Timeline & Evolution of the Field
| Year | Paper / Milestone | Key Innovation |
|---|---|---|
| 2018 | Panoptic Segmentation (Kirillov et al.) | Defined the panoptic segmentation task, unifying semantic + instance seg with PQ metric |
| 2019 | PointPillars (Lang et al.) | Fast LiDAR 3D detection using pillar-based point encoding; 62 Hz real-time |
| 2020 | Panoptic-DeepLab (Cheng et al., CVPR) | First real-time bottom-up panoptic segmentation; dual-decoder architecture |
| 2021 | Cylinder3D (Zhu et al., CVPR) | Cylindrical partition for LiDAR semantic seg; SOTA on SemanticKITTI |
| 2021 | ViP-DeepLab (Qiao et al., CVPR) | Video panoptic segmentation + monocular depth; temporal consistency |
| 2021 | CenterPoint (Yin et al., CVPR) | Center-based 3D detection from LiDAR; anchor-free design |
| 2022 | BEVFusion (Liu et al., NeurIPS / ICRA’23) | Unified camera-LiDAR fusion in BEV space; task-agnostic framework |
| 2022 | Mask2Former (Cheng et al., CVPR) | Universal architecture for all segmentation tasks via masked attention transformer |
| 2022 | Waymo Panoramic Video Panoptic Seg (Mei et al., ECCV) | Largest video panoptic seg benchmark: 100k images, 5 cameras, 28 classes |
| 2023 | OneFormer (Jain et al., CVPR) | Single model trained once for all three segmentation tasks; task-conditioned tokens |
| 2023 | TPVFormer (Zheng et al., CVPR) | Tri-perspective view for 3D occupancy prediction from cameras |
| 2023 | SurroundOcc (Wei et al., ICCV) | Dense multi-camera 3D occupancy prediction with auto-generated labels |
| 2023 | UniAD (Hu et al., CVPR Best Paper) | Unified perception-prediction-planning; end-to-end with transformer queries |
| 2023 | SAM (Kirillov et al., ICCV) | Foundation model for promptable segmentation; zero-shot generalization |
| 2024 | 3D Open-Vocab Panoptic Seg (Xiao, Hung et al., ECCV) | First 3D open-vocabulary panoptic seg via CLIP-LiDAR distillation |
| 2024 | SAM 2 (Meta, ICLR 2025) | Extends SAM to video; real-time promptable segmentation in videos |
| 2024 | EMMA (Hwang, Hung et al., Waymo) | End-to-end MLLM for driving; maps camera data to trajectories/objects via Gemini |
| 2025 | OccMamba (CVPR 2025) | State space models for efficient 3D semantic occupancy prediction |
| 2025 | S4-Driver (Xie, Xu et al., Waymo, CVPR) | Self-supervised E2E driving with sparse 3D volume representation from 2D MLLM features |
| 2025 | Scaling Laws of Motion Forecasting (Baniodeh, Goel et al., Waymo) | Power-law scaling for driving; model size grows 1.5x faster than data |
| 2025 | WOD-E2E (Xu, Lin et al., Waymo) | Long-tail E2E driving benchmark; Rater Feedback Score metric |
| 2025 | Waymo Foundation Model (Blog) | Think Fast/Think Slow: Sensor Fusion Encoder + Driving VLM + World Decoder |
Detailed Paper Summaries
Category 1: The Seed Paper and End-to-End Driving
EMMA: End-to-End Multimodal Model for Autonomous Driving Jyh-Jing Hwang, Runsheng Xu, Hubert Lin, Wei-Chih Hung, et al. (Waymo, 2024) – arXiv:2410.23262
- Contribution: First demonstration that a multimodal large language model (Gemini) can serve as a generalist backbone for autonomous driving, jointly handling planning, detection, and road graph estimation in a unified language space.

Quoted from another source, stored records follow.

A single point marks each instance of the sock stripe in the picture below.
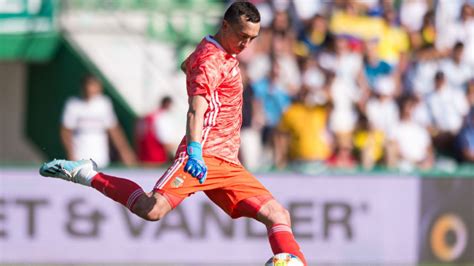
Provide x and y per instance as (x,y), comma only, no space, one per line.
(133,197)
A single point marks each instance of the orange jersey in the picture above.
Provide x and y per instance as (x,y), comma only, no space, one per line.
(215,74)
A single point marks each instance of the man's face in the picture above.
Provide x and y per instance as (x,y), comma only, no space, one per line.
(92,88)
(239,35)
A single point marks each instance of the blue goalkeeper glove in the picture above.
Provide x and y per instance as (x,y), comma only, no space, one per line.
(195,165)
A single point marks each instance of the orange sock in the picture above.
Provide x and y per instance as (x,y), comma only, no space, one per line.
(282,241)
(121,190)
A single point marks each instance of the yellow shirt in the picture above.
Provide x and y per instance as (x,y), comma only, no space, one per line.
(392,43)
(374,141)
(307,129)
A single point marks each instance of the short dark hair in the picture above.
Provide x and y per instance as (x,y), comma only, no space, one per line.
(242,8)
(88,78)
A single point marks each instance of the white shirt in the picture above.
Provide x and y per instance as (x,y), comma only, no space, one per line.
(447,107)
(456,74)
(89,121)
(413,141)
(383,115)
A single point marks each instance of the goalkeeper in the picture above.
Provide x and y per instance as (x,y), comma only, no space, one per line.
(206,159)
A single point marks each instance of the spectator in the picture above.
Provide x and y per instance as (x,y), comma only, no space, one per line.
(374,67)
(447,107)
(86,122)
(274,99)
(342,156)
(155,135)
(457,71)
(302,132)
(369,143)
(314,36)
(465,139)
(393,44)
(382,110)
(347,87)
(412,141)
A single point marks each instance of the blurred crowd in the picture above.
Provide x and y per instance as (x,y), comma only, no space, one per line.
(360,83)
(346,84)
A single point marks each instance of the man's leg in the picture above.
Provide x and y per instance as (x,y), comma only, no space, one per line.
(277,220)
(150,206)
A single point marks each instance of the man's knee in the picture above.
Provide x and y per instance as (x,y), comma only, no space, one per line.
(151,207)
(273,213)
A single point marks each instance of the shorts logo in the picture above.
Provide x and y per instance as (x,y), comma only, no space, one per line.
(177,182)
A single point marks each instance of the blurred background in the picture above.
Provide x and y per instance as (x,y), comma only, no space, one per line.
(357,114)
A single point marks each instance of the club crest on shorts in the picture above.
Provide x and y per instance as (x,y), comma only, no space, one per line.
(177,182)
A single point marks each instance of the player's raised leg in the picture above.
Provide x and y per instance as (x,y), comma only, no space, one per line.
(150,206)
(277,220)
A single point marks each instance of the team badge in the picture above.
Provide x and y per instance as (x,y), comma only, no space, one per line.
(177,182)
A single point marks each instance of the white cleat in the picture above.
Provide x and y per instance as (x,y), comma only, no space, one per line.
(81,171)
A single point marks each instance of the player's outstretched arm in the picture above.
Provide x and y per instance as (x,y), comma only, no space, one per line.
(194,124)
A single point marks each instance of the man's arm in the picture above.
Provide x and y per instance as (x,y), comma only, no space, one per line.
(195,118)
(194,125)
(66,139)
(120,142)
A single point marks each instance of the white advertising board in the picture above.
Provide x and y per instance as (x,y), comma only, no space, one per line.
(336,220)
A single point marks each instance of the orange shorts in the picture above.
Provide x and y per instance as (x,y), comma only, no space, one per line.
(228,185)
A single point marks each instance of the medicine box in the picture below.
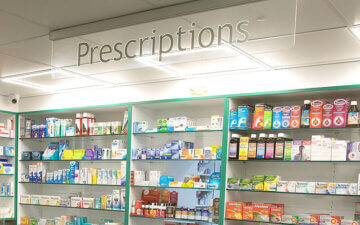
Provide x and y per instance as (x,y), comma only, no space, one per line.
(234,210)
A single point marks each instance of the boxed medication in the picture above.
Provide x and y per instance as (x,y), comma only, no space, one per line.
(305,187)
(286,186)
(234,210)
(340,112)
(261,212)
(270,183)
(316,111)
(346,189)
(277,117)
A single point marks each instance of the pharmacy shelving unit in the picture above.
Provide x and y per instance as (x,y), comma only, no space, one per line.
(311,171)
(9,201)
(102,114)
(200,112)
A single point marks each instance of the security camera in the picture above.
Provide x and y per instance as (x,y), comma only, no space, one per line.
(14,98)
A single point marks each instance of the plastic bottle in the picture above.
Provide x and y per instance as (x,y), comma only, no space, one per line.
(252,147)
(305,115)
(234,146)
(279,147)
(261,147)
(270,147)
(353,115)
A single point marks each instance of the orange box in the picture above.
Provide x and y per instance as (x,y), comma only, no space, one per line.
(295,117)
(261,212)
(316,111)
(248,211)
(276,212)
(258,119)
(234,210)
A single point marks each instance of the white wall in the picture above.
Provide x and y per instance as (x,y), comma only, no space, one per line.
(236,83)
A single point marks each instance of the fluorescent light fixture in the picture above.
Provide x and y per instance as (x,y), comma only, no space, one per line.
(356,31)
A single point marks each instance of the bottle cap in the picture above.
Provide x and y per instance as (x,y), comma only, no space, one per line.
(262,135)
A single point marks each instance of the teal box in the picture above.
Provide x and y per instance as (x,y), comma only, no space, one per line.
(245,113)
(233,120)
(277,117)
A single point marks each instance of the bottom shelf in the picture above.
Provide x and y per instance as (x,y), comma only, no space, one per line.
(253,221)
(1,219)
(113,210)
(174,220)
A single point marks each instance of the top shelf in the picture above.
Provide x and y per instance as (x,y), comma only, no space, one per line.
(75,137)
(177,132)
(299,129)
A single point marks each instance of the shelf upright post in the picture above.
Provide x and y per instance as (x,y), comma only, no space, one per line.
(224,160)
(16,162)
(128,166)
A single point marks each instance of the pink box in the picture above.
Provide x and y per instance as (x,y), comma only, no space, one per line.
(340,111)
(328,115)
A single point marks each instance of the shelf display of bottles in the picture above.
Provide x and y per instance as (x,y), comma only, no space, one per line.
(39,173)
(275,184)
(313,114)
(85,125)
(61,151)
(164,204)
(113,201)
(177,150)
(275,213)
(281,147)
(69,220)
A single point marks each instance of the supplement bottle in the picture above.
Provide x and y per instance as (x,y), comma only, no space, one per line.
(252,147)
(261,147)
(353,115)
(305,115)
(234,146)
(279,147)
(270,146)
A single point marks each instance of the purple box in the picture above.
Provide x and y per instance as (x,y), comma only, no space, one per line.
(340,112)
(89,154)
(286,115)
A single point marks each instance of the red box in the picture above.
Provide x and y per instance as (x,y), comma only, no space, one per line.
(258,119)
(234,210)
(276,212)
(261,212)
(295,117)
(248,211)
(316,112)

- Method: Raw camera images are fed into Gemini. All non-sensor inputs (navigation, ego status) and outputs (trajectories, 3D bounding boxes, road elements) are represented as natural language text. Task-specific prompts route the model to different outputs. Chain-of-thought reasoning improves planning by 6.7%.
- Results: SOTA on nuScenes planning; competitive on Waymo Open Motion Dataset and Waymo Open Dataset 3D detection.
- Limitations: Processes only a few frames (no long video); no LiDAR/radar input; computationally expensive. V3 (Sep 2025) notes plans for 3D sensing modality integration.
- Why it matters for the interview: This is the team’s flagship paper. Understand the design choice of “everything as language” – why text-based outputs for continuous quantities like trajectories? What are the scaling implications?
UniAD: Planning-Oriented Autonomous Driving Yihan Hu et al. (Shanghai AI Lab / SenseTime, CVPR 2023 Best Paper) – arXiv:2212.10156
- Contribution: Demonstrated that connecting perception, prediction, and planning in a single end-to-end network (rather than modular pipelines) significantly improves planning quality.
- Method: Four transformer decoder modules handle detection, tracking, mapping, and motion/occupancy prediction, connected by queries that pass information downstream. Joint optimization of all tasks.
- Relationship to EMMA: UniAD is a structured/modular end-to-end approach; EMMA replaces explicit task modules with a single MLLM. EMMA can be seen as pushing the “unification” further by collapsing task-specific architectures into language.
Category 2: Panoptic Segmentation Foundations
Panoptic Segmentation Alexander Kirillov, Kaiming He, Ross Girshick, Carsten Rother, Piotr Dollar (CVPR 2019) – arXiv:1801.00868
- Contribution: Defined the panoptic segmentation task and the Panoptic Quality (PQ) metric, unifying semantic segmentation (“stuff”: road, sky, vegetation) and instance segmentation (“things”: cars, pedestrians) into a single coherent output.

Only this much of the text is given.